Sandile (July 8, 2022)

hope pulses with astonishing freshness.

i’m home

embracing every tiny patch

food in green pastures

songs making me feel whole

while mourning a dear brother

Mandla Dlamini,

his leaf refusing to wither …

Yuri (July 14, 2022)

… you are home:

The rice smells sweet,

Take your shoes off and let

The tatami cool your tired toes;

Take a deep breath;

Let it seep within _

That feeling that you count

When what’s going on around us  

Is just the opposite.   

Sandile (Aug. 18, 2022)

A man from boyhood rises on a point of order.

Tells a tiktok traffic DJ, his potatoes are wrapped in blood.

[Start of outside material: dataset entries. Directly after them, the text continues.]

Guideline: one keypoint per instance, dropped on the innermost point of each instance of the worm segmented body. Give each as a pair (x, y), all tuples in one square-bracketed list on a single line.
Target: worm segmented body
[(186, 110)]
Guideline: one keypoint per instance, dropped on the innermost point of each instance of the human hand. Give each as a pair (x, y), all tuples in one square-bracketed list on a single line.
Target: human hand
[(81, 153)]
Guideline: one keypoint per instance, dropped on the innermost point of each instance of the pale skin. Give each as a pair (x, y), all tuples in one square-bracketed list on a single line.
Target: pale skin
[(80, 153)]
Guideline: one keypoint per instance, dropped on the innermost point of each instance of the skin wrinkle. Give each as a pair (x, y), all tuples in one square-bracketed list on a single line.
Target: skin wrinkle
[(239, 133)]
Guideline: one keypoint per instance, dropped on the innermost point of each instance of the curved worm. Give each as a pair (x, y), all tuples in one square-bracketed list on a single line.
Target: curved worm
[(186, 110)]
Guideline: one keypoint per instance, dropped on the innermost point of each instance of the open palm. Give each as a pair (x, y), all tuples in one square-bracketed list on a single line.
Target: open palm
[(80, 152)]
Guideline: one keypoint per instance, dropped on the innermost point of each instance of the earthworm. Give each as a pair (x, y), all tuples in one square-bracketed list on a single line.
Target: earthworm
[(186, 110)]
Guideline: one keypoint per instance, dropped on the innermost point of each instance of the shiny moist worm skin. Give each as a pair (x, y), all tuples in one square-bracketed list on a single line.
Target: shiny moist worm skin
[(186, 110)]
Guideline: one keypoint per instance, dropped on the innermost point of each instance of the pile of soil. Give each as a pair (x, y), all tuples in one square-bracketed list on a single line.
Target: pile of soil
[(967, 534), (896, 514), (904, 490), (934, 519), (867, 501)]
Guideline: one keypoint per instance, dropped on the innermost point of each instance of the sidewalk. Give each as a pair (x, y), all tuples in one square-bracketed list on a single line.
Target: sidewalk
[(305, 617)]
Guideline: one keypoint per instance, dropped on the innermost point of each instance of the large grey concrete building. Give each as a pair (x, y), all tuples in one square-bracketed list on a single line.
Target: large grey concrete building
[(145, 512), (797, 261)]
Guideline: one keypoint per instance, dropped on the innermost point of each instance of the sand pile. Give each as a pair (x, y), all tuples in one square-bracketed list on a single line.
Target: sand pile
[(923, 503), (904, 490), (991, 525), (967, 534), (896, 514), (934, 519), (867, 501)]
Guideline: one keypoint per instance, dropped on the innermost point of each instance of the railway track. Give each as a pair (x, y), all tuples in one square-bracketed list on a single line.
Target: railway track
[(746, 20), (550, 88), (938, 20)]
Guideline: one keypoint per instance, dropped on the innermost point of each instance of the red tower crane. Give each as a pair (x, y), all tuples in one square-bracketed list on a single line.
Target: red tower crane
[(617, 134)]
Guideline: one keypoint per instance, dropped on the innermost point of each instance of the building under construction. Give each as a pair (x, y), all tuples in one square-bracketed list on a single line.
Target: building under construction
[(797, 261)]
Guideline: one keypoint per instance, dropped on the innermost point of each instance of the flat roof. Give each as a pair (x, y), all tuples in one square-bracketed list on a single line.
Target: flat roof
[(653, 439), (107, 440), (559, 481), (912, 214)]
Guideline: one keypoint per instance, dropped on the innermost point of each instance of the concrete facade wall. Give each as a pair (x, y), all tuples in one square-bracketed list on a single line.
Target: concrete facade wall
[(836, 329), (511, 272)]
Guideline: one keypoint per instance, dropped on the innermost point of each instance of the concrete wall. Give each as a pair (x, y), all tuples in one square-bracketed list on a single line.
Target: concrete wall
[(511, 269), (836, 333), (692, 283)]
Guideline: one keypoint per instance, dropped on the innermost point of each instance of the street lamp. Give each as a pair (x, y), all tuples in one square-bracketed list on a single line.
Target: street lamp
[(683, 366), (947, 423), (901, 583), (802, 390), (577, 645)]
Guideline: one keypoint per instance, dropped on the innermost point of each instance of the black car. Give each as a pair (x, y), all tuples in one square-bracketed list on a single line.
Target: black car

Pleads for wifey to go gentle into his black potato sack.

To keep it cool, moist.

This tiny poem is no portrait of a man as a naked cook.

It is his pain.

Sandile (Aug. 24, 2022)

In the punishing winds,

chimneys sing in the bloody winds.

Why can’t you see?

Sit down. Grow wings.

Simply sing along.

Grow dreadlocks. Brush your dog.

Chill out with bafo.

And Hugh. Cool laughers.

Sandile’s photo for the segment above shows “Madala Kunene (left), a superb South African guitarist and raconteur. The young chap is Hugh Mdlalose, a talented documentary photographer. His father was a musicologist and named him after the great trumpeter. Madala is popularly known as bafo. Zulu for brother.”

Yuri (Aug. 26, 2022)

it’s a blessed day

when you wake up and write

a poem,

or rather a poem wakes up

and gets you

to write a poem;

it just comes but it

has to be

a blessed day;

never forget when it happens last,

or those long silent days

when you just suffered.

^____<

(The poetic trans-planetary collaboration between Sandile Ngidi in South Africa and Yuri Kageyama in Japan has evolved over time. Their previous works are: #peacepoetry (March ~ May 2022), and the work that started it all in 2021: “Magic 50 of COVID-19 Poems.” The tradeoff of lines in a literary hand-holding defied geographic borders, in a shared vision, week by week, or almost week by week, through the pandemic, the war in Ukraine, the comings and going of daily life. “This poetic dance is our call and response. A tango of sorts,” Ngidi says. Without having ever met once in real life, the poets know simple but totally perfect mutual understanding. Thank God for Poetry.)